And I think the current top of the line ARMs may be the Cortex M3
In the microcontroller profile, yes, it's probably the most powerful. But there are more powerfull ones in the
"application profile" (see the wikipedia article http://en.wikipedia.org/wiki/ARM_architecture#ARM_cores
This leads to a crucial question: do you have any measurement of your needs? Without this, it's impossible to
tell which ARM you need. They are very versatile cores that come in all kind of different "profile" some are just high-end microcontrollers,
others can run a full blown OS and applications. Just an example: the ET-ARM Stamp Module uses the same core as a Game Boy Advanced (~ 60 MIPS at 60MHz)

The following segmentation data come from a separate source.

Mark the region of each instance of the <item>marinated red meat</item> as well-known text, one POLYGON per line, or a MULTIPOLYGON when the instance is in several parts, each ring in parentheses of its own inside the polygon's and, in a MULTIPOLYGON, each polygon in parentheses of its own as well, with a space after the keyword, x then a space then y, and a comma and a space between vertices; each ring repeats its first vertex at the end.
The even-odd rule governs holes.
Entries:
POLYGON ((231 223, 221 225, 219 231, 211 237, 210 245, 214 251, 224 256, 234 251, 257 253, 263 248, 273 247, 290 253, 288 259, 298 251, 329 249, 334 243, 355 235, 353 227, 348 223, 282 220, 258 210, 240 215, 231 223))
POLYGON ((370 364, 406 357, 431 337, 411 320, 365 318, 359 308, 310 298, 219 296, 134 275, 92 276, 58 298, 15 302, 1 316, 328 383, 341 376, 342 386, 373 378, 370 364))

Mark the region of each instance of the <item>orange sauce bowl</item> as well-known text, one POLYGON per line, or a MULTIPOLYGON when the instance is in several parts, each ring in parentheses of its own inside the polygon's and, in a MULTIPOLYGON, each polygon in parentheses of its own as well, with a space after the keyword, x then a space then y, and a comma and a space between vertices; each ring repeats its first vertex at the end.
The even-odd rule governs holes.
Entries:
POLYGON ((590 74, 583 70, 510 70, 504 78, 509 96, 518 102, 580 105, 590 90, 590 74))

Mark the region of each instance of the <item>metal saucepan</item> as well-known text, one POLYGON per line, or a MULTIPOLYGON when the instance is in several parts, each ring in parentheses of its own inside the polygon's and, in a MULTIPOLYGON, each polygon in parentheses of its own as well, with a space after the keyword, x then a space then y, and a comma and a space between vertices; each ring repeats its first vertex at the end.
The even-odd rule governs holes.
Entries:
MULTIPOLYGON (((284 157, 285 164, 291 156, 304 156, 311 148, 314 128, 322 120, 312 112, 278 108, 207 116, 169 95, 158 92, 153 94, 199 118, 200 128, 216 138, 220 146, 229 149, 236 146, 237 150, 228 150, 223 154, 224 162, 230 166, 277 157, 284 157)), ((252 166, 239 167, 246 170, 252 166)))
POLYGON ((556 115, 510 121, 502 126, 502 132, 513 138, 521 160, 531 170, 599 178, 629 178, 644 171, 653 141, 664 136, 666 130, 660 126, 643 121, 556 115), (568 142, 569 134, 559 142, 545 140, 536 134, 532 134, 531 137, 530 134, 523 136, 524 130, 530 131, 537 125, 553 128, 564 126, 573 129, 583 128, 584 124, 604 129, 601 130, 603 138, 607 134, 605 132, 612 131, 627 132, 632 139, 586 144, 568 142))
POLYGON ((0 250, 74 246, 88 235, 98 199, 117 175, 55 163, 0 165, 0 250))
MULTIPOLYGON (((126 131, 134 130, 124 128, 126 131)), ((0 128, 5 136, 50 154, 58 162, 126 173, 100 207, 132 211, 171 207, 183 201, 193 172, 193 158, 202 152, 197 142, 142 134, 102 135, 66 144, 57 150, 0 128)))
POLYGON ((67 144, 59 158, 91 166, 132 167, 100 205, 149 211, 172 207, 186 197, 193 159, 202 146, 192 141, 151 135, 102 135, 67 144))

The Cortex A9 MPCore features 2 to 4 cores, with frequency ranging from 600 MHz to 1GHz and 2.0 MIPS/Hz (~2000MIPS / core).
As you can see, it really depends on your application. My advice: write your core application in C on your desktop computer and profile it.
Get a set of "typical" data, like a few video frames, run it and measure the number of instructions (use gprof or any profiler for that). Of course
this will be approximate, since you will be measuring instruction count on a x86 machine, not an arm. But it will give you a general idea of what you
need. Ideally you would use a ISS (Instruction Set Simulator) of the ARM to measure this, but it is too expensive for hobby guys like us
If you code your application properly, you will be able to reuse most of it on your "final" embedded version (isolate core processing functions, it will also help profiling).